Job description
Job Description
- Make a proposal of AI solution in align with a set of customer requirements and goal.
- Build and lead a team, enhancing overall technical capabilities and performance.
- Optimize Large Language Models (LLMs) & AI models, including:
- Efficient training of LLMs (DeepSpeed, FSDP, LoRA)
- Deploying models with Kubernetes, Ray, Triton Inference Server
- Optimizing model inference speed with ONNX, TensorRT, GGUF, vLLM
- Implementing Retrieval-Augmented Generation (RAG) pipelines
- Applying AI distillation and quantization techniques
- Work with HPC infrastructure and distributed AI computing.
- Implement system monitoring tools (htop, tcpdump, iostat, netstat).
- Troubleshoot AI system performance bottlenecks.
Job requirements
Requirements
- Bachelor’s or Master’s degree in AI, Computer Science, Machine Learning or a related field.

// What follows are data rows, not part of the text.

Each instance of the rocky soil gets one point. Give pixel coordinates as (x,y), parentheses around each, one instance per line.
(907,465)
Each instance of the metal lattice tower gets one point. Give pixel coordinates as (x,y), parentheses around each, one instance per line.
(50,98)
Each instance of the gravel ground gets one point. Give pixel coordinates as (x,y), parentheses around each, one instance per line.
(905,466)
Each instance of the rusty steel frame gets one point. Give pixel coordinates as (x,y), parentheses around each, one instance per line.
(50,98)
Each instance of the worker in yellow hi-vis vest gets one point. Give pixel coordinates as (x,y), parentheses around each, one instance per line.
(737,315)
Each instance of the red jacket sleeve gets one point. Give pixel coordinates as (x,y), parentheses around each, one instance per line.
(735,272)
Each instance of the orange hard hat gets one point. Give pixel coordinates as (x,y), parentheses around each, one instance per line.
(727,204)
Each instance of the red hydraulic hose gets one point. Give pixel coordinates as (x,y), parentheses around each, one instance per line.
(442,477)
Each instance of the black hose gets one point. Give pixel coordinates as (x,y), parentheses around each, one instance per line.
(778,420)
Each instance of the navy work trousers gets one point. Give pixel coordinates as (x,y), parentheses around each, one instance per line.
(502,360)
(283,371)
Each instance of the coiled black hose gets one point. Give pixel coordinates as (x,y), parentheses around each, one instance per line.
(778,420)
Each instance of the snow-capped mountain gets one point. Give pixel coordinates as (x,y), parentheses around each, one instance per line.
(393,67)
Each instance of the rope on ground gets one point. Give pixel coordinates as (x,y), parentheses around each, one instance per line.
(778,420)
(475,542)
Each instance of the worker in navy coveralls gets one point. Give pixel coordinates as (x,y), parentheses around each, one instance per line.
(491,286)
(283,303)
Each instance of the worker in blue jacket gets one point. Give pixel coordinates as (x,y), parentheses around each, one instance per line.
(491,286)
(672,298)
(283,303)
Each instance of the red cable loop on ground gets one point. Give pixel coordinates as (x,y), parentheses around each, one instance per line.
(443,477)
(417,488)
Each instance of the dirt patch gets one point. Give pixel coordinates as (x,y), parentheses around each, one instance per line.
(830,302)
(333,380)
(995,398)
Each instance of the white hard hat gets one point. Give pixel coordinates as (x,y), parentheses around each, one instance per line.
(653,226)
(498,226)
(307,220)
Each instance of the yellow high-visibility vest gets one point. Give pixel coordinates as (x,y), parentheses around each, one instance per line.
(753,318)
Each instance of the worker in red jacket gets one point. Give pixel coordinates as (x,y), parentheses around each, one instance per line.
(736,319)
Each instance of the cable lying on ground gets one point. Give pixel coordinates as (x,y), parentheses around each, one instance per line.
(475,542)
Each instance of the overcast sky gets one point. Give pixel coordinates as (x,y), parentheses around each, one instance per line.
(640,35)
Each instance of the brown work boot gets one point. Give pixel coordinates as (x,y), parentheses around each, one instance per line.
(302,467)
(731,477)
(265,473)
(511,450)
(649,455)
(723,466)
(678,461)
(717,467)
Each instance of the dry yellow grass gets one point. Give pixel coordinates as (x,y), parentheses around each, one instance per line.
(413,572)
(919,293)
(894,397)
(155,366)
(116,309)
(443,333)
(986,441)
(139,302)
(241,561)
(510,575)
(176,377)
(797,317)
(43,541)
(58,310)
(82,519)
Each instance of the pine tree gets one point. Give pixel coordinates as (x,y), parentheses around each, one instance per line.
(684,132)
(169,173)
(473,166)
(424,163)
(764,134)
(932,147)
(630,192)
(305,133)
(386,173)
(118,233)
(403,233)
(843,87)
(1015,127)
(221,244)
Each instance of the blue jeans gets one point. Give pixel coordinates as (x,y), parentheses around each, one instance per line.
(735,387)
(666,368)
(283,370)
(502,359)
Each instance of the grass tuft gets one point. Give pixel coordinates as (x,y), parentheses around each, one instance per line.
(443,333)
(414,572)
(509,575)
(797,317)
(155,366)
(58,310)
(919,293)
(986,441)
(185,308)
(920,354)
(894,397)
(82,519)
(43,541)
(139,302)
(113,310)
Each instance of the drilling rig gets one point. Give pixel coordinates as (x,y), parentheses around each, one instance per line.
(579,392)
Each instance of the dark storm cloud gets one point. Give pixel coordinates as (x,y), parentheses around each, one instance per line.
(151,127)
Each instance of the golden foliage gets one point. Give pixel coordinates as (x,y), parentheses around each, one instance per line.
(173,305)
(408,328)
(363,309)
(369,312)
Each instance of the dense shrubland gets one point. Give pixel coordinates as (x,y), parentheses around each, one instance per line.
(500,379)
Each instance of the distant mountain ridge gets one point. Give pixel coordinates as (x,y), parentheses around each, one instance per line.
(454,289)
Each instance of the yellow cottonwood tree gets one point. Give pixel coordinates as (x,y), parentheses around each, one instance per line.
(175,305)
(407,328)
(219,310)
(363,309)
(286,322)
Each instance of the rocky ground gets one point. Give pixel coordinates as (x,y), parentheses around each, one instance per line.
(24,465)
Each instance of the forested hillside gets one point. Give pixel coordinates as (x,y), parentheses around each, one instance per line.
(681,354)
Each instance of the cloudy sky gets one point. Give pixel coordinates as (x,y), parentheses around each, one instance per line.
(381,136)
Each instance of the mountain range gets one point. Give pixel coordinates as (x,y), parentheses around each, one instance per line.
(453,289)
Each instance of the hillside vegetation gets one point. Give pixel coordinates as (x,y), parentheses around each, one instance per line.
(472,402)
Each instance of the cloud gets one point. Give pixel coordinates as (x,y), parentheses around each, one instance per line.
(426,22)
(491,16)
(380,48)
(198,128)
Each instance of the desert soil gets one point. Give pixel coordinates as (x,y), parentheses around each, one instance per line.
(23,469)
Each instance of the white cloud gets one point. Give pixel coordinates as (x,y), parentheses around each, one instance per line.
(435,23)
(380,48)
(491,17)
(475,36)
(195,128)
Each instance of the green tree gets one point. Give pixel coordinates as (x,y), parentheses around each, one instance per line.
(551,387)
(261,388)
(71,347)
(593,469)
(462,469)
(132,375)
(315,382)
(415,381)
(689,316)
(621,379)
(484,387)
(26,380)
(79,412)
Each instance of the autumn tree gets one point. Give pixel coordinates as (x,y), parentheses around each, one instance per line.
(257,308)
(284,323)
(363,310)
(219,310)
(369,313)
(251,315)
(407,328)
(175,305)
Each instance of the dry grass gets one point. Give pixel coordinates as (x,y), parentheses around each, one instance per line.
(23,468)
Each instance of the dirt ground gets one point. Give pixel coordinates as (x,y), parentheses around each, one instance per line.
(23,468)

- 3+ years of experience in LLM model development and optimization.
- Hands-on experience with distributed AI training and HPC for AI workloads.
- Expertise in GPU acceleration (CUDA, TensorRT, vLLM).
- Deep understanding of LLM architectures (GPT, Llama, Falcon, T5, Mistral).
- Experience in cloud AI deployment (Kubernetes, OpenStack, Ray, Triton).
- Strong ability to troubleshoot system errors and optimize AI workloads.
- English communication, reading, writing professional
How to apply
After application screening, the next step will be a telephone interview with a member of our HR team. If successful, the final stage is face-to-face interview that will take place in our office.